Shadow's Story - Where There Is Love, There Is Always Hope
Shadow is the most traumatized dog I have ever worked with. Even after rescuing over 40 "wild" dogs from one hoarding situation (took me 2 years of hiking & trapping to get them all), who had never been touched or petted, she is the most traumatized of all. With the wild dogs born in the wild, they just had never had any "people" experience. Shadow has had "people" experience, and it has all been bad.
After I trapped her and put her in my holding pen, I could not even get my hands on her for 1 1/2 years. She had no idea what it felt like to be touched, petted, loved.
All of the rescued dogs that I have here are the "misfits" - the really difficult ones that I had to work with a lot, who basically could not be adopted in to homes because of the severe circumstances from which they came. They all have their stories, too, which deserve to be told, but Shadow is at the top of this list of difficulty. Even friends and volunteers were asking me, "What are you EVER going to do with that dog? She will never be able to be adopted with anyone!" However, without an agenda or timetable of my own, I just kept feeding her, loving her, and sweet talking to her for almost 2 years before things changed around for Shadow. Yes, she was in my holding pen, living by herself, but she was safe & fed & had her own two "houses" to hide in, and she was acclimating to me and the sights & sounds of the ranch from this safe place.
An amazing response from Shadow was when she started joining in on the “group howl” that happens with the dogs here when the coyotes start howling out in the desert. When the coyotes start up, all the dogs run out, put their heads together, and start up with their own “Group Howl.” I don't think howling comes natural with dogs.
The new dogs seem to have to learn this from the others, because in the beginning when they try to join in, it comes out as short barks & yips. Since this is a frequent event, they get lots of practice, however, and they quickly perfect their howling skills. The same happened with Shadow. Even though she was out in her separate quarters, she started joining in – first with the barks & then with the howls, and this made her a part of the Ranch Pack & her new family before I could even touch her – a good sign.

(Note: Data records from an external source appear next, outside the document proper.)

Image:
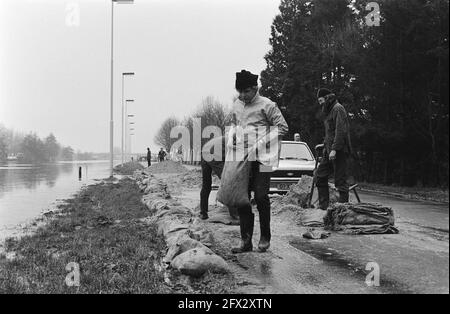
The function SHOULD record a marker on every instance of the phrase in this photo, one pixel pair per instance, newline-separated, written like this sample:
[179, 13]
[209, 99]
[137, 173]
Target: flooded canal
[27, 190]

When I trapped Shadow in the fall of 2015 from a neighbor's ranch nearby, she was emaciated, all skin & bones, with big patches of hair falling out all over her body. The day I put the trap inside the holding pen & released her was the first day of a new life for her. The summer of 2016 was a hot one, like all summers here, and while the rest of the dogs were inside in the air conditioning during the day, Shadow was out in the heat. The pen is under the trees in shade, but at 120 degrees, that is still hot. I put up a misting system, had fans going 24/7, had a kiddie pool full of water, and was freezing ice cubes the size of beach buckets to put in her drinking water. It was still hot.

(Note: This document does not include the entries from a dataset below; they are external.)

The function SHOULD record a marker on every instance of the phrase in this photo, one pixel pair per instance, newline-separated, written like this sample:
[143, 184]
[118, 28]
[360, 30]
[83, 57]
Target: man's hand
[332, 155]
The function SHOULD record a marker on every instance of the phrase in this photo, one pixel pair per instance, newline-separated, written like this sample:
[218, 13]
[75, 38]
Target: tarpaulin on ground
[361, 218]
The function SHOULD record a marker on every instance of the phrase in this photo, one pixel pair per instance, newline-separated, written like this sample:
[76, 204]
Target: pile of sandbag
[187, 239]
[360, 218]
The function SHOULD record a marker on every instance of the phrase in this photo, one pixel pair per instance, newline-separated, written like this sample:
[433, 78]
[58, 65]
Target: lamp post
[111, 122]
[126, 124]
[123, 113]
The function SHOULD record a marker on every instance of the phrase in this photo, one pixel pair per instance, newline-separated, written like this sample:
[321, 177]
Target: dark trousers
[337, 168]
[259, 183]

When the next summer came around and she was still in there, I started dreading this ordeal looming ahead. Then a miracle happened. She escaped from the pen when I opened the gate to clean. She did not leave the immediate area, but I could not coax her back in, even with her favorite food. I finally opened the gates to the fenced in area around the house, and she ran in there. Then my neighbor came down to help me get a collar & leash on her, and this was the beginning of a huge breakthrough for Shadow.
With that collar now on her, I began leash training her and was able to bring her in to the air conditioning every day all summer. Still, if I reached for her, she would run away from me. But she liked that air conditioning and then discovered that being touched & petted & having her ears scratched felt pretty good. During the heat of the day I would go back to that spare bedroom with her to take my nap. She started hopping up on the bed to nap beside me. She was slowly responding and even more slowly trusting, and after 9 months of this new routine, I no longer needed to offer her treats to get her to come in – she now trots ahead of me and goes in first.
She is starting to learn the basics - “sit,” “stay,” “up,” “no,” “good girl,” but does not yet have the concept of play or toys. Interesting though, my computer is back in her bedroom, and one day I was watching a puppy video. I can tell that Shadow had a litter of pups when she was still a pup herself, and when she heard the puppy sounds coming from the computer, her ears immediately perked up! She started whining and watching the screen intently. The next thing I knew, she jumped with her paws up on the computer table and eyes glued to the screen. She was crying & whining, and I had a moment's realization that in the horrible & lonely existence she had come from, there was this only moment of connection that she had ever experienced when her puppies were born – the only love Shadow had ever know was with her own pups, and then they were taken away. And then she was back to being all alone again. It was this strange moment of knowing that came over me about her, and I laid with her and cried with her about this.
I wish I knew what happened to Shadow's puppies. I wish I could bring them back for her. But now we have this new kind of love going on between us that she has never known before, and it is growing day by day and becoming something that she can depend on. Love is finding its way, and hope looms where there was none before for Shadow.